Otaqui.com Blog

Page Optimisation Technique – Build Two Rows For The Fold

Despite suggestions to the contrary, we web developers still very much have to work with the concept of a “fold” – that is the part of the page that is immediately visible when a user visits your site.

This is usually considered to mean “before the user has to scroll down” but can also just mean “the stuff they look at first” even if they have a really big monitor. This gives us a slightly more useful thing to think about – the first “batch” of content that will be at the top of the page, and incidentally will be the entirety of what a considerable portion of our users see first.

So, I have a suggestion to all the web *designers* out there to mull over: introduce the idea of “Two Rows” in your design. By having a single row that is for content “above the fold” and a second one for everything below, we can get the absolute minimum “perceived load time” of the page.

Let’s have a look at a fairly standard wireframe of a page:

"Normal" three column page layout

Normal three column page layout

This will be more or less as you expect, a header and footer with 3 (or however many) columns in between.

Now let’s have a look at a wireframe designed for the fold:

Optimised For the Fold Layout

Optimised For the Fold Layout

As you can see, I’ve changed the structure to split the main content completely into two distinct rows.

The advantage here is that we developers can do several things to make the first row appear as quickly as possible:

  1. Firstly we don’t have to do anything. The source order itself will mean that the content of the first row is loaded first, meaning that you won’t have that all-to-common “pause for the right-hand-column” to load.
  2. Place all styles at the top of the page, and all required scripts between the two rows – this will make the page appear correctly styled and have javascript-driven functionality available.
  3. Taking the point above to a further degree, we could in fact *split* the javascript (and possibly even css) files, which is normally a abad idea, to provide only the functionality required for the “first row”, and then load other resources afterwards.

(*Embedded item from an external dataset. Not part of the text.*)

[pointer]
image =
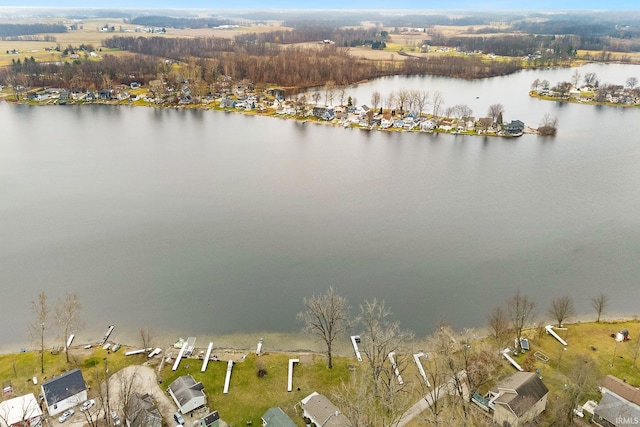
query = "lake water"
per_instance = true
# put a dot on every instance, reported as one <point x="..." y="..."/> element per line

This is a rather extreme approach, but could help if your site really needs the content “above the fold” to be absolutely as fast as possible even at the cost of overall page performance.
  4. With a dynamic site, we can flush the buffer after the first row, and leave any further processing overhead to happen after that much of the page has been sent to the browser.

There is no real need for the actual design to exagerate the rows in the same way that the wireframe does – but you would need a horizontal split of the content at that point to make things as easy and flexible as possible. This limitation can be overcome with CSS, and possibly javascript, but this will rapidly become fiddly and hard to maintain.

To demonstrate what I mean, I took the Guardian’s homepage, and reworked it (as a graphic) to have the horizontal split required for Two Rows, without really appearing much different to the current, pure-column structure.


Original Guardian Homepage

Original Guardian Homepage

And after (with the “second row” being slightly greyed out):

Modified Guardian Page

Modified Guardian Page

This example worked fairly well in terms of “hiding” the row lines since some things are bumped right up to them and others have varying amounts of whitespace either side.

I must admit that I’ve never implemented this technique, but I certainly believe that it could have significant impact for a site like the Guardian that has a large amount of content “below the fold”.